Part of this is down to the wear and tear of international rugby, injuries mean new faces get blooded. Some sink and some swim.

But take the openside flanker position for example, any side in world rugby would be worried if players of the class of Leavy and O’Brien went down on the eve of the World Cup.

But Josh van der Flier is world-class in his own right, twice already an All Black conqueror in his young Test career, and a more than capable replacement.

O’Mahony, Stander and Rhys Ruddock could all do a job there as well, and have in the past.

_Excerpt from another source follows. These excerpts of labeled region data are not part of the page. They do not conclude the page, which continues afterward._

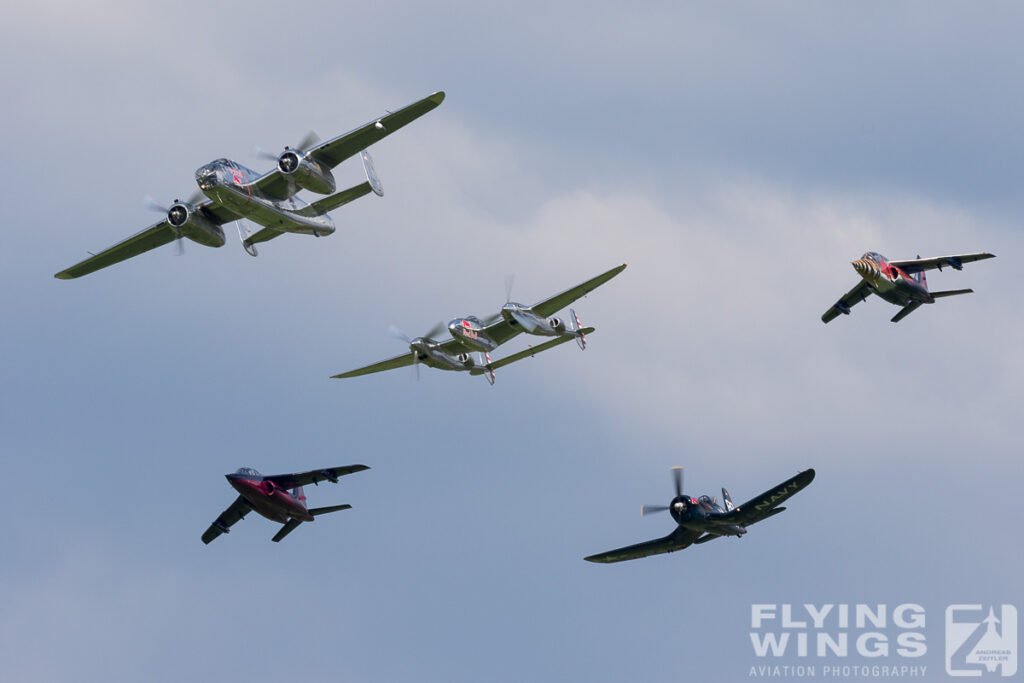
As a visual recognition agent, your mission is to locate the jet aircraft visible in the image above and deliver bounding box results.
[54,91,444,280]
[331,325,594,385]
[584,467,814,563]
[203,465,370,544]
[821,252,995,323]
[334,263,627,384]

Where Ireland maybe used to have a top-class starting XV, now their depth extends beyond even the 31 out in the Far East.

What about the half-backs, for so long the preserve of Messrs Sexton and Murray?

Joey Carbery is back fit and a rival for Sexton the like of which Ireland have not had since Ronan O’Gara hung up his boots.

And that is not to mention Jack Carty who has so impressed in his cameos since Schmidt gave him his head earlier this year.

And at No.9? Ok, Murray remains the class act, but injuries have limited him in the last year and again contenders have emerged.

Luke McGrath is a European champion and the heartbeat of an all-conquering Leinster side while Marmion and John Cooney are just a plane ride away if needed.

On the face of things, Ireland are more than ready to cope with whatever the next few weeks throw their way.

Lessons have been learned and replacements ready-made.

But the rehearsals are one thing. The real deal is around the corner, and Schmidt will have to hope that practice has indeed made perfect in the white-hot heat of a Rugby World Cup.